Kemajuan suatu negara sangat ditentukan oleh tingkat produktivitas perekonomian. Secara sederhana bisa dirumuskan sebagai berikut:
Q/L = Q/K x K/L
yang mana Q adalah output nasional atau lazimnya produk domestik bruto (PDB), L adalah labor atau jumlah tenaga kerja, K adalah jumlah modal atau kapital (capital).
Persamaan di atas menunjukkan dua unsur penentu produktivitas. Pertama, Q/K yang menunjukkan tingkat efisiensi modal. Kedua, K/L yang merupakan nisbah modal terhadap pekerja. Karena K di penyebut dan K di pembilang bisa dicoret, maka hasilnya adalah Q/L.
Q/L menunjukkan produktivitas pekerja, yaitu berapa banyak setiap pekerja menghasilkan output.
Negara yang produktivitasnya tinggi bakal unggul dalam persaingan internasional, nilai tukar mata uangnya cenderung menguat, dan kesejahteraan rakyatnya relatif tinggi.
Produktivitas perekonomian sangat ditentukan oleh kualitas pekerja. Ada pun kualitas pekerja sangat ditentukan oleh kualitas sumber daya manusianya, yang ditopang oleh dua faktor utama yaitu pendidikan dan kesehatan.
Soal pendidikan bisa dilihat pada tulisan bertajuk “Sesat Pikir Pendidikan” (http://wp.me/p1CsPE-fx). Tulisan ini mengulas dengan ringkas kondisi kesehatan.
Pengeluaran untuk kesehatan dalam persentase terhadap PDB di Indonesia tergolong sangat rendah, bahkan lebih rendah ketimbang Laos sekalipun. Bagaimana mungkin rakyat produktif kalau pengeluaran untuk kesehatan sedemikian kecil.
Tentu saja rakyat kebanyakan tak sanggup mengalokasikan pendapatannya untuk biaya kesehatan, mengingat pendapatan nasional kotor per kapita kita masih relatif rendah, yaitu sebesar 3.420 dollar AS. Namun mengapa pengeluaran untuk kesehatan di Vietnam jauh lebih tinggi, yaitu 6,8 persen dari PDB?

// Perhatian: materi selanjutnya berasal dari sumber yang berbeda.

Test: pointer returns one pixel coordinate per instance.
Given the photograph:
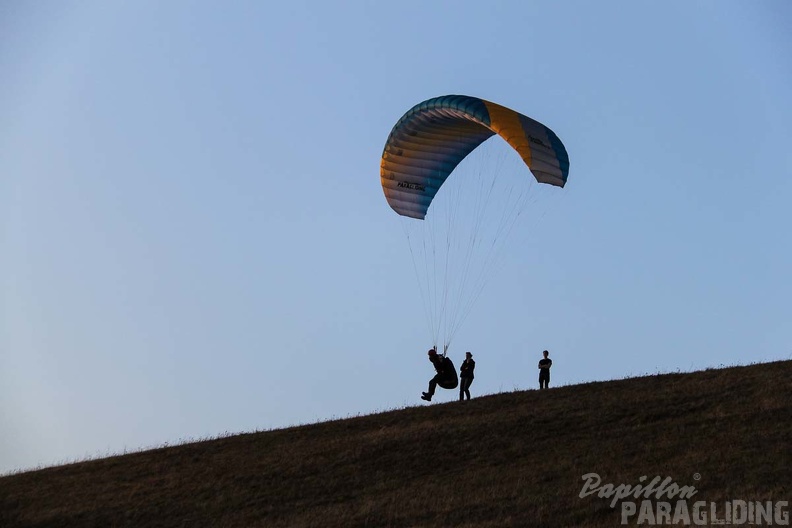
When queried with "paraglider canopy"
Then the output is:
(430, 140)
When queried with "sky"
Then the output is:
(194, 240)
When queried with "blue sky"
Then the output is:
(194, 239)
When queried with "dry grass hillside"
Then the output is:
(514, 459)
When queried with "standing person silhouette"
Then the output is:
(466, 376)
(544, 370)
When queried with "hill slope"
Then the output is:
(514, 459)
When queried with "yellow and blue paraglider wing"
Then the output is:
(433, 137)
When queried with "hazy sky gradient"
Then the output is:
(194, 239)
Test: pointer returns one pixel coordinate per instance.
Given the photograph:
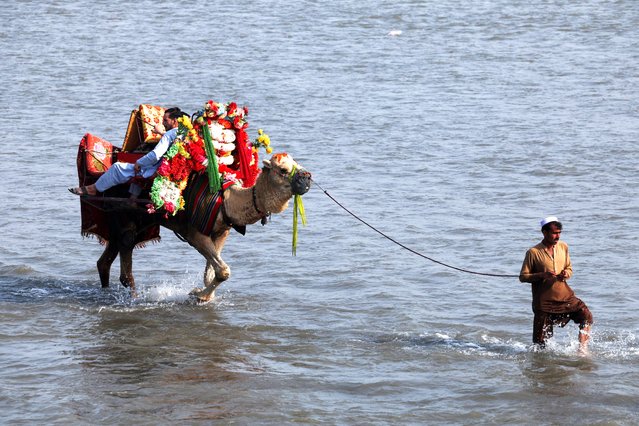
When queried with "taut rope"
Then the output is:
(408, 248)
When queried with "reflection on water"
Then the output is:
(453, 137)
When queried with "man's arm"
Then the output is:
(153, 156)
(529, 273)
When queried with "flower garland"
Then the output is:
(216, 142)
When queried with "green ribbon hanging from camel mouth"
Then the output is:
(298, 207)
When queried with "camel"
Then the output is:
(279, 180)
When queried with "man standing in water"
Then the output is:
(547, 267)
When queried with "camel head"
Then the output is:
(285, 171)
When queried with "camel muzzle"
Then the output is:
(301, 182)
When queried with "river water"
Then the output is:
(452, 127)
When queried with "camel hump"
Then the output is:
(203, 206)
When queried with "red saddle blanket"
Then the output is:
(102, 216)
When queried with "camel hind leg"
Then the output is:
(216, 271)
(125, 248)
(105, 261)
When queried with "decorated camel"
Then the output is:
(200, 214)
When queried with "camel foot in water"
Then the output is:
(202, 295)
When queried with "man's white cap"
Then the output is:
(548, 219)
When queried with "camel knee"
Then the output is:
(127, 280)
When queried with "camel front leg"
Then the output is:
(126, 268)
(216, 271)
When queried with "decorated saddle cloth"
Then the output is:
(98, 154)
(98, 217)
(204, 206)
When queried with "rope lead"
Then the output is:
(408, 248)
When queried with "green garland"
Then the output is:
(215, 180)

Pemerintah di sejumlah negara berkembang tak menunggu sampai rakyatnya lebih sejahtera. Mereka sadar justru pengeluaran untuk kesehatan dalam tingkat yang patut bakal menyehatkan rakyatnya dan memacu produktivitas. Negara menjadi ujung tombak. Sebagian besar dana kesehatan dipompakan dari APBN.
Di Indonesia, dalam 10 tahun terakhir pengeluaran untuk public health rata-rata hanya sekitar 1 persen. Tahun 2010 naik menjadi 1,3 persen.
Kita tak perlu meniru Amerika Serikat yang sistem pembiayaan kesehatannya sangat mahal karena sektor swasta sebagai tulang punggung, bukan public health. Presiden Obama berupaya keras untuk merombaknya.
Yang paling besar komitmen negara dalam pembiayaan kesehatan adalah negara-negara Skandinavia, seperti Norwegia dan Swedia. Juga negara-negara Sosialis.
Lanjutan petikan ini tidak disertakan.